Bitcoin users are on the cusp of being able to spend their hard-earned cryptocurrency at any business that accepts debit or credit cards. This new development in payments has been achieved by Palo Alto-based company Xapo, which already provides hot wallet and cold storage services. This summer, Xapo will begin issuing debit card numbers to its users, and for a fee of $15, a physical card to use at brick-and-mortar locations.
Until now, most methods for spending Bitcoin at physical stores have involved using a payment processor like BitPay — which requires consent and cooperation with the merchant — or a service like Gyft to convert digital currency into gift cards that can be used at specific stores. Now that Xapo is enabling its users to spend money through the traditional credit card infrastructure, a whole new market is open to those who want an easy, convenient way to spend Bitcoin at businesses around the world.
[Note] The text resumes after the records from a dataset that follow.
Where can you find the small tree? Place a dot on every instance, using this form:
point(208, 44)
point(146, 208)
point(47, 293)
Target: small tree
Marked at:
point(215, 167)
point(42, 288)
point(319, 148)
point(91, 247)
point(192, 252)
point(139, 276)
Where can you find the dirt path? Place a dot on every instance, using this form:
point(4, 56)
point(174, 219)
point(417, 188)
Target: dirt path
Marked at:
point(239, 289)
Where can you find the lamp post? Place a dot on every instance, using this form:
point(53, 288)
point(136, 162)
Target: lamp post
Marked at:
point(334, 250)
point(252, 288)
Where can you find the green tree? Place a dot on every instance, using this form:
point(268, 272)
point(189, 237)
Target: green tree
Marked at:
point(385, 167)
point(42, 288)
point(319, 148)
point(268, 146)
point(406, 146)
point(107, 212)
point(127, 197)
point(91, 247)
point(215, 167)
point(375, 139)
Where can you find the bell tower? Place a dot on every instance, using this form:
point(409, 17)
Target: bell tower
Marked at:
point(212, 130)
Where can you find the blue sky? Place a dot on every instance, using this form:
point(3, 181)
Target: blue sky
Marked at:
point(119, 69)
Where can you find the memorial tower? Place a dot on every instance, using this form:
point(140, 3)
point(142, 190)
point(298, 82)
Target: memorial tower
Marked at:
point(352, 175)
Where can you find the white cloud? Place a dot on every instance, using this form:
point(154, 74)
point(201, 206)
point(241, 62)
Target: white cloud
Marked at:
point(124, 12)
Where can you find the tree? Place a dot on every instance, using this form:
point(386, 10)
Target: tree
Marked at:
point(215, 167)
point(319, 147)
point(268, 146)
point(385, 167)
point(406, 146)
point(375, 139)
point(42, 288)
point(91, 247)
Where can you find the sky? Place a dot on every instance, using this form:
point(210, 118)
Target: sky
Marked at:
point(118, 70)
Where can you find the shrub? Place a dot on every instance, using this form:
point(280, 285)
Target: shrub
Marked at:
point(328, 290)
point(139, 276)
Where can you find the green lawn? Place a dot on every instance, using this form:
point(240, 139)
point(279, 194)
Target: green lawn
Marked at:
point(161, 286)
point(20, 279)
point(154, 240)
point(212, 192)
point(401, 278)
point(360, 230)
Bitcoin Debit: How It Works
Table of Contents
Once Xapo starts shipping debit cards to its users in July, they’ll be able to use their Bitcoin balance in Xapo’s hot wallet to fund the card and perform debit transactions. At the point of sale, the process works just like with any debit card: the network checks to see if there are enough funds to cover the purchase, and then deducts that amount from the account.
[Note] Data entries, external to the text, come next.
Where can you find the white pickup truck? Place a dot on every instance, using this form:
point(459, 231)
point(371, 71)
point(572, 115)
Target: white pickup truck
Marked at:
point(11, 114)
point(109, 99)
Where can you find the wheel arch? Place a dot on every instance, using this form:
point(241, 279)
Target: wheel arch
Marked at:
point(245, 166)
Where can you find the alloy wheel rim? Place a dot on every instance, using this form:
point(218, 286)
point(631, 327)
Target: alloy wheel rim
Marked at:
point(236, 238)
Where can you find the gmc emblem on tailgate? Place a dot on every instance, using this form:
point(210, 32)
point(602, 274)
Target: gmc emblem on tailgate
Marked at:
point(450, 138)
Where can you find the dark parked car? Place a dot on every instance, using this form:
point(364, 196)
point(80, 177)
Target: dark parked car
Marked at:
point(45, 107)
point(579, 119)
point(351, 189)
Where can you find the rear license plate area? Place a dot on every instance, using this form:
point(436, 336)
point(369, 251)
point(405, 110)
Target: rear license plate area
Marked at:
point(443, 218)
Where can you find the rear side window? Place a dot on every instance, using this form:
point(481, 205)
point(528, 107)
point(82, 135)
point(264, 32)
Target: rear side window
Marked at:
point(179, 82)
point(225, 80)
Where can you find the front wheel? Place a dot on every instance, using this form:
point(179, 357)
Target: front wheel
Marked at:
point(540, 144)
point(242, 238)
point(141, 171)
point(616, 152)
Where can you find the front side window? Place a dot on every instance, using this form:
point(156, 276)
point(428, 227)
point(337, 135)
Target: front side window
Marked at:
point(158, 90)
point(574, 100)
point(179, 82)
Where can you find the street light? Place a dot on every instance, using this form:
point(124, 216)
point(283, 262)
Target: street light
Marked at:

In this case, the equivalent Bitcoin amount is deducted from the user’s hot wallet, where it’s immediately sold on the Bitstamp exchange for dollars. The money is then transferred to the merchant, who incurs a 3% fee. From the vendor’s perspective, the transaction appears just like a regular credit or debit purchase.
Bitcoin Making Alliances
In order to create the first fully functional Bitcoin debit card, Xapo had to find a way into the credit card industry, which is a tightly controlled and highly regulated space. Xapo has announced a partnership with an undisclosed bank that already has the ability to issue debit cards through the MasterCard network. However, when the Bitcoin debit card was first announced in April, MasterCard spokespeople quickly distanced themselves from the project, saying that the credit card company has no official relationship with Xapo. While this may be true, it doesn’t necessarily mean the Xapo card won’t use the MasterCard network — it just depends on policies of the undisclosed bank that Xapo has allied with. Obviously, the details are still being worked out and it’s possible that the debit card will use the Visa or Discover network instead.
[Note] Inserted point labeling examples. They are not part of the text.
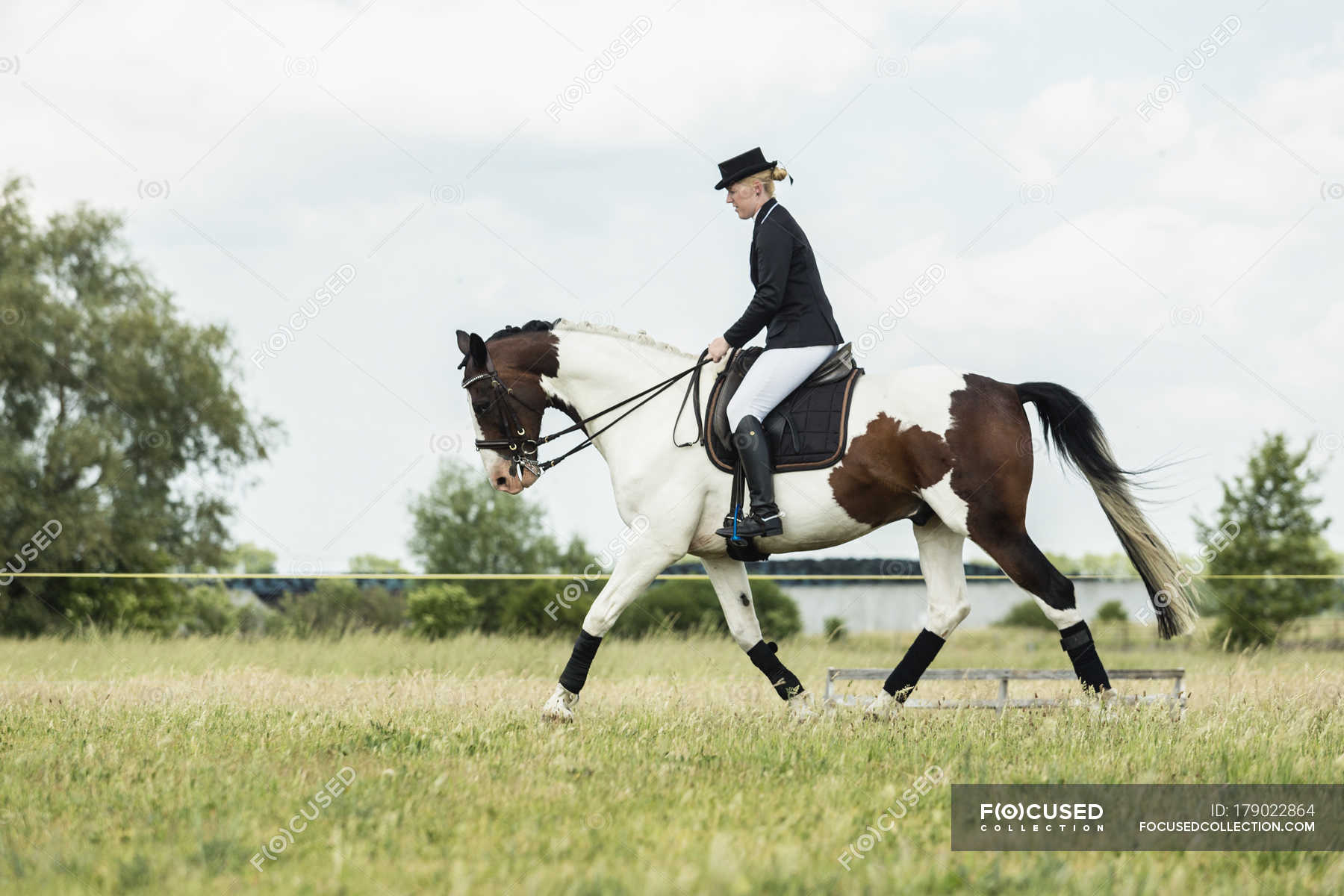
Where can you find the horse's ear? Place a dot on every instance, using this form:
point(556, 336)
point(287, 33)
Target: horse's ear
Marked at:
point(476, 348)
Really Cold Storage for Bitcoin
Xapo already made a name for itself earlier this year by launching a cold storage service alongside their regular hot wallet. Users can transfer funds into the Xapo Vault, which is touted as an ultra-secure storage medium for Bitcoin. The money is kept safe in offline, cold wallets that are stored in underground, high-security locations in the United States, South America and Asia. Such intense protection measures have attracted the attention of big investors who want to own large amounts of Bitcoin without having to worry about maintaining adequate security. Xapo is so confident in the security of their Vault that they have backed the funds through Meridian Insurance Group; the money is insured against hacking, internal theft, and even bankruptcy. While Xapo’s hot wallet service is free to use, the ultra-secure Vault costs an annual fee of 0.12%.
Bridging the Gap Between Bitcoin & Legacy Finance
With the two-pronged approach of a debit card funded by a hot wallet and a separate Vault for highly secure cold storage, Xapo appears to be building a unified service for cryptocurrency users that will allow seamless interaction with established vendors while also providing much-needed security. It’s just one more example of an ambitious company stepping up to address the criticisms leveled at Bitcoin — statements like “you can’t spend it anywhere” and “it’s too easy to get stolen” are simply not true anymore thanks to companies like Xapo.